Taiyi LLM

Bilingual biomedical LLM

Taiyi LLM is a bilingual Chinese-English large language model that stands out for its exceptional capabilities in handling various biomedical natural language processing tasks. Developed by DUTIR lab, it's designed to facilitate communication between healthcare professionals and patients, provide valuable medical information, and assist in diagnosis, biomedical knowledge discovery, and personalized healthcare solutions. What makes Taiyi remarkable is its ability to excel in tasks such as intelligent biomedical question-answering, doctor-patient dialogues, report generation, information extraction, machine translation, headline generation, and text classification. With its open-source dataset curation details and model inference deployment scripts, Taiyi is a valuable resource for those working in the biomedical field. Its efficiency and capabilities make it an ideal choice for a wide range of applications, from medical research to patient care.
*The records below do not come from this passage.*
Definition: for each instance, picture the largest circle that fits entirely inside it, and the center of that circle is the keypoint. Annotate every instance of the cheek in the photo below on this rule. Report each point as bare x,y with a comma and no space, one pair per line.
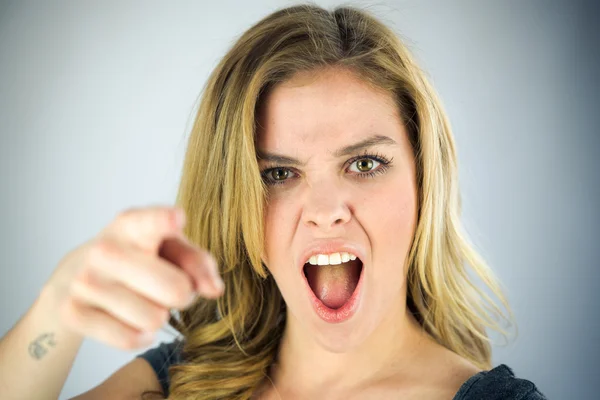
393,223
275,227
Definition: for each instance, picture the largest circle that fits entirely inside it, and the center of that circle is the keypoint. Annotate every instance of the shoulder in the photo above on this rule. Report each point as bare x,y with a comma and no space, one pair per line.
161,358
498,383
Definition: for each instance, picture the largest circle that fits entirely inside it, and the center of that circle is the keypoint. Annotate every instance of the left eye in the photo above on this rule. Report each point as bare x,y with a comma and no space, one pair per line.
364,165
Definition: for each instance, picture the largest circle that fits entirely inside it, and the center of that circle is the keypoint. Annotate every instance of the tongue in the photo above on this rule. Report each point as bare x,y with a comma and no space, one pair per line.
333,284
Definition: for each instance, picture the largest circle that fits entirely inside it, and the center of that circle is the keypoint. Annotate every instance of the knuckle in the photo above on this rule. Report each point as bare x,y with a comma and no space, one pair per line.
103,250
125,215
158,319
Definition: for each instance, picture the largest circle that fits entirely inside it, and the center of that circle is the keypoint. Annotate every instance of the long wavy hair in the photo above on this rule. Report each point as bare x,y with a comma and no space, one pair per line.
230,343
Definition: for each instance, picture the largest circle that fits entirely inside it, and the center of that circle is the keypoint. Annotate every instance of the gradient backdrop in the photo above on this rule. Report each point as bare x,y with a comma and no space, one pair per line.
96,99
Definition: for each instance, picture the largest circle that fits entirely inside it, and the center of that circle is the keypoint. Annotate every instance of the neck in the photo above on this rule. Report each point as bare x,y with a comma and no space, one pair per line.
392,349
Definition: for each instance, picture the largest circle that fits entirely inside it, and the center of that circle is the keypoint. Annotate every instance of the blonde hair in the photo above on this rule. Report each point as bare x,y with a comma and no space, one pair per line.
227,354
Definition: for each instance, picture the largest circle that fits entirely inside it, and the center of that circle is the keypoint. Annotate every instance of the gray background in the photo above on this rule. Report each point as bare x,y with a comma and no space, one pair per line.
96,99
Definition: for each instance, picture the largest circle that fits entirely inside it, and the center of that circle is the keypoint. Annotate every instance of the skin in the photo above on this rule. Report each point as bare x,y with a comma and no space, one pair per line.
381,350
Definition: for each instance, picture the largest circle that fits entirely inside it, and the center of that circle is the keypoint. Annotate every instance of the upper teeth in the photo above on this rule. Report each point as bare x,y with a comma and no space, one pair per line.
331,259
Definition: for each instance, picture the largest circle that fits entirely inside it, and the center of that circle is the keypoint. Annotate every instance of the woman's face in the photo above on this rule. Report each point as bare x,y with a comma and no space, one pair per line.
337,198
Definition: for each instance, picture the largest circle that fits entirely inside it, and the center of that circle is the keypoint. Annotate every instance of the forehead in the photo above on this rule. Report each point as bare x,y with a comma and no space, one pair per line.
324,108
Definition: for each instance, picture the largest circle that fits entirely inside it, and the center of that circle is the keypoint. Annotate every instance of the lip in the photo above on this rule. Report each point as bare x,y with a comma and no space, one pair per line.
339,315
328,247
345,312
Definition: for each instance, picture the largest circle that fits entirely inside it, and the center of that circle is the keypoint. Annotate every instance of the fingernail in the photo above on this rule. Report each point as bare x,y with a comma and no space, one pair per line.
147,337
180,217
193,298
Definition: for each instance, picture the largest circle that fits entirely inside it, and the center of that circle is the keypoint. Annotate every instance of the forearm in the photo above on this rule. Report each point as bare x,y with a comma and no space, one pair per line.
37,354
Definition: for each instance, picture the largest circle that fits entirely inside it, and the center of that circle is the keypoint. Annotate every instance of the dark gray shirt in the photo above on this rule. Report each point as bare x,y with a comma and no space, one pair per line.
498,383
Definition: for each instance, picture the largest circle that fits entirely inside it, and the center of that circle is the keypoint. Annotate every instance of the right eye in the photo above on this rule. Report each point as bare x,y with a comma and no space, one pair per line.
276,175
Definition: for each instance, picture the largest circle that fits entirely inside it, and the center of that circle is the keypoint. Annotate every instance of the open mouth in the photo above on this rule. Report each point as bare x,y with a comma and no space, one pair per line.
334,285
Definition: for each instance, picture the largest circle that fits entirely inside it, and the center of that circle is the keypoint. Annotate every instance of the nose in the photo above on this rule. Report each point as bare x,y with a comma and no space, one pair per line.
325,208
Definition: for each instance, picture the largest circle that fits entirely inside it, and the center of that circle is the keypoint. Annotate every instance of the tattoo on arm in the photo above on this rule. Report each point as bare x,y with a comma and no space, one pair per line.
40,346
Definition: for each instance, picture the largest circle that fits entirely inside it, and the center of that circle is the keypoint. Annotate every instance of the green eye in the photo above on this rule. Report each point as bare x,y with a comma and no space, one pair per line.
279,174
364,165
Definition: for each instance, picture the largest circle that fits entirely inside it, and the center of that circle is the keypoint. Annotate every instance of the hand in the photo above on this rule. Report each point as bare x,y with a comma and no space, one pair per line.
118,288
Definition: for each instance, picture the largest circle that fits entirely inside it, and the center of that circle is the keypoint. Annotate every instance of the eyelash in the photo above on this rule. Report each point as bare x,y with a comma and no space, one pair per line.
382,168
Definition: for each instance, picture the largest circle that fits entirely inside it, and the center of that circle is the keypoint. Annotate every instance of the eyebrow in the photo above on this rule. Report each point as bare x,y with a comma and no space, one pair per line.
344,151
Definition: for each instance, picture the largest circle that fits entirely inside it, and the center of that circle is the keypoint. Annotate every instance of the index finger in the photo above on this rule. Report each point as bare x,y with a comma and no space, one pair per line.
147,227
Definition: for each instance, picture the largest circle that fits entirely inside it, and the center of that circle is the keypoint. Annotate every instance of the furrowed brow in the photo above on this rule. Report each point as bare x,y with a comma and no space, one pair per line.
344,151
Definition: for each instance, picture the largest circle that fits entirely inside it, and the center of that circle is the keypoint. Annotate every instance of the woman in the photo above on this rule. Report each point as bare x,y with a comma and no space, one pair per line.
320,177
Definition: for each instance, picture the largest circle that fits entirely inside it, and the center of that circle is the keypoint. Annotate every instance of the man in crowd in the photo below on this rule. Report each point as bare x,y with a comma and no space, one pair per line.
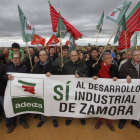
130,70
16,67
39,48
105,70
26,60
129,57
100,48
110,49
45,66
92,60
6,52
66,58
52,55
77,68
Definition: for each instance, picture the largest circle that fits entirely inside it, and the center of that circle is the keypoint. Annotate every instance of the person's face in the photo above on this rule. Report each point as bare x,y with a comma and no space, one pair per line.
43,56
81,56
5,51
15,49
118,57
136,56
58,50
87,56
39,49
65,52
31,51
51,51
129,55
101,49
94,54
74,56
16,59
89,49
124,56
108,59
36,59
108,47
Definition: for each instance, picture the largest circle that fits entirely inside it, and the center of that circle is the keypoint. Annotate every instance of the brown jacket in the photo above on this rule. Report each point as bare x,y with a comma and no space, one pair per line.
128,69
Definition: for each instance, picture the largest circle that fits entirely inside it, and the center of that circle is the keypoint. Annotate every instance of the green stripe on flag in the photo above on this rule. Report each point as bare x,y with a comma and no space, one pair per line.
26,83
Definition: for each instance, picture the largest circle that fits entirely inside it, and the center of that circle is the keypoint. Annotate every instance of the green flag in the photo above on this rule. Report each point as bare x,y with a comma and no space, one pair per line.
133,43
27,30
72,43
122,27
100,23
117,14
61,27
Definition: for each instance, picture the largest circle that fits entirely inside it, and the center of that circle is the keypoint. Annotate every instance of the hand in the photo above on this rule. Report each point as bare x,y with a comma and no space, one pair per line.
95,77
76,75
62,66
10,77
48,74
128,79
94,65
115,78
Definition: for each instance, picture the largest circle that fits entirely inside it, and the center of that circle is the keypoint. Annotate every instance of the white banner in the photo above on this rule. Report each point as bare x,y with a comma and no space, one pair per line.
68,96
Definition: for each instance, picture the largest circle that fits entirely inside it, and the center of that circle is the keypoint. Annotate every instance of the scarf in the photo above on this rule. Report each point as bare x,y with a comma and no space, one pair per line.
104,71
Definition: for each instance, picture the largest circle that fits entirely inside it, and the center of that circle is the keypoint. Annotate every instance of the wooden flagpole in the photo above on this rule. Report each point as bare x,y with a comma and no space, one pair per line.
29,55
61,47
98,35
126,45
107,44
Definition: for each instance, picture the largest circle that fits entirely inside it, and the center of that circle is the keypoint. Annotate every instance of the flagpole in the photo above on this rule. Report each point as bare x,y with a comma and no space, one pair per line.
98,35
61,48
136,46
126,45
107,44
29,55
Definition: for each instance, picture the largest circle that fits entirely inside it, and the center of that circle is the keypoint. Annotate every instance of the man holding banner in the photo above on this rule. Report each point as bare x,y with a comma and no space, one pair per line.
131,70
77,68
18,68
105,70
44,66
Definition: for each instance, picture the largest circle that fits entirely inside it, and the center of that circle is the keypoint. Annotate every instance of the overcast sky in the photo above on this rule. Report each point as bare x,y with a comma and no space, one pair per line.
82,14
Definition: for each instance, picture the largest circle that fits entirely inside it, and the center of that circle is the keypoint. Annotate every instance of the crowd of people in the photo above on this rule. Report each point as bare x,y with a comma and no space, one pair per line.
82,62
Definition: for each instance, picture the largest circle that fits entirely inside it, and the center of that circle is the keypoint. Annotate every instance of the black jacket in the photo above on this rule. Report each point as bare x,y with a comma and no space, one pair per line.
78,67
90,63
128,69
17,69
54,57
2,83
113,71
39,69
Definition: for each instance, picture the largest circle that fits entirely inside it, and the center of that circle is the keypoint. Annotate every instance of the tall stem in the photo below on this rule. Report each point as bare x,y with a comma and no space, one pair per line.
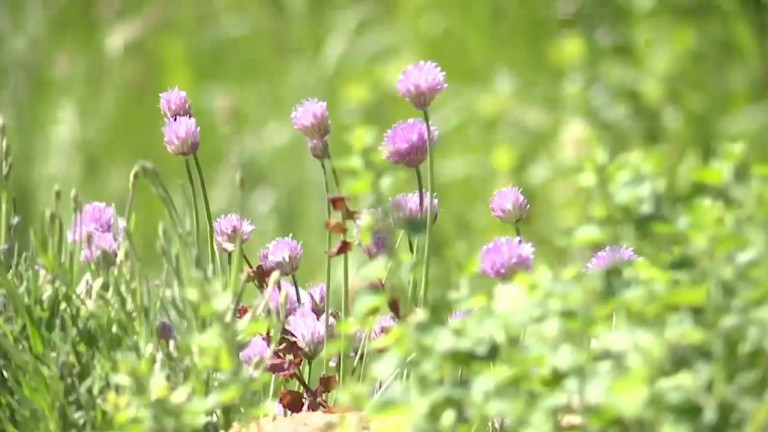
195,213
345,278
430,210
207,205
296,287
327,265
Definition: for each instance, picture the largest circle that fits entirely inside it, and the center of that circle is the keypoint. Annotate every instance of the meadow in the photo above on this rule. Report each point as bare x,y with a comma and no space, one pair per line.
211,215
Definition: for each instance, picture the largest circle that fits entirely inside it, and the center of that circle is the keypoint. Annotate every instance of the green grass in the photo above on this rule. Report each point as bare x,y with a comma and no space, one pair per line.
624,122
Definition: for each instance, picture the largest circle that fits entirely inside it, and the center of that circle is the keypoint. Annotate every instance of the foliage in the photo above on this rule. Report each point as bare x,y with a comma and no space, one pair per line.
633,122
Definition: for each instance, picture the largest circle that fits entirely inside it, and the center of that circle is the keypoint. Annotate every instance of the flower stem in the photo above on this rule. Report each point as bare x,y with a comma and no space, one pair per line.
327,265
345,278
296,287
207,205
430,210
194,201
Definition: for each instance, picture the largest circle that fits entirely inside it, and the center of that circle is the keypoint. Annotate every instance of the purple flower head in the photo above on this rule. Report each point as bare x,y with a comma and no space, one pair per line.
405,210
317,293
609,257
284,254
310,117
383,326
458,315
309,331
504,256
257,349
509,205
275,296
318,147
174,103
405,143
98,228
165,331
182,135
420,83
228,228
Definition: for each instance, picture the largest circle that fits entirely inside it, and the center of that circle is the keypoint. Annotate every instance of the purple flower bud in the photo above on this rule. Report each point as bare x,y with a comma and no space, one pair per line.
165,331
405,143
182,135
228,228
509,205
310,117
420,83
256,350
174,103
458,315
318,147
317,294
282,254
383,326
504,256
609,257
309,331
405,209
290,305
100,231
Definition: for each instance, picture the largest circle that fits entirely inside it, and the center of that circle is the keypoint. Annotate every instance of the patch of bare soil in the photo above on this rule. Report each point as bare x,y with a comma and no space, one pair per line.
308,422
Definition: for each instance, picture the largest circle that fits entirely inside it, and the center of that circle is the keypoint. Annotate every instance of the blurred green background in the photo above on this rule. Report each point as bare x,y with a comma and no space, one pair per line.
542,94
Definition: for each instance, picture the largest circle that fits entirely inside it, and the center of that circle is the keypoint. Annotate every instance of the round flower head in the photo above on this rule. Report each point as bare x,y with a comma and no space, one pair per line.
284,254
405,209
228,228
284,293
174,103
405,143
509,205
317,294
504,256
182,135
310,117
257,349
309,331
383,326
609,257
420,83
98,228
459,314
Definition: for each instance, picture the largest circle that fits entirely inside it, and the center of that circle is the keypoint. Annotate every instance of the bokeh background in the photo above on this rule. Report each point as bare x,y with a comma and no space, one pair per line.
607,113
DUTIR BioNLP apache-2.0 Updated a year ago

Table of Contents

Model Overview

Meet Taiyi, a bilingual (Chinese and English) fine-tuned large language model designed for diverse biomedical tasks. Developed by the DUTIR lab, Taiyi is built on top of the Qwen-7b-base model.

Capabilities

The Taiyi model is a powerful tool for handling a variety of Chinese-English natural language processing tasks in the biomedical field. Let’s take a closer look at what it can do.

Primary Tasks

  • Intelligent biomedical question-answering
  • Doctor-patient dialogues
  • Report generation
  • Information extraction
  • Machine translation
  • Headline generation
  • Text classification

Strengths

  • Bilingual capabilities: Taiyi can process and understand both Chinese and English languages, making it a valuable asset for biomedical applications that require communication across language barriers.
  • Multi-task capability: Taiyi has been fine-tuned on a diverse set of Chinese-English biomedical Natural Language Processing (BioNLP) tasks, enabling it to excel in various tasks simultaneously.
  • Abundant training resources: The model has been trained on a large collection of Chinese-English biomedical datasets, including 38 Chinese datasets and 131 English datasets.

Unique Features

  • Open-source information: The Taiyi model weights, model inference deployment scripts, and Chinese-English BioNLP dataset curation details are all open-source, making it accessible to researchers and developers.
  • Standardized data formats: The model uses standardized data formats to ensure consistent formatting across all datasets, facilitating task-specific requirements.

How does Taiyi work?

Taiyi uses a simple yet effective approach to process multi-turn dialogues. It concatenates input and answer pairs, tokenizes them, and then generates responses using its fine-tuned language model.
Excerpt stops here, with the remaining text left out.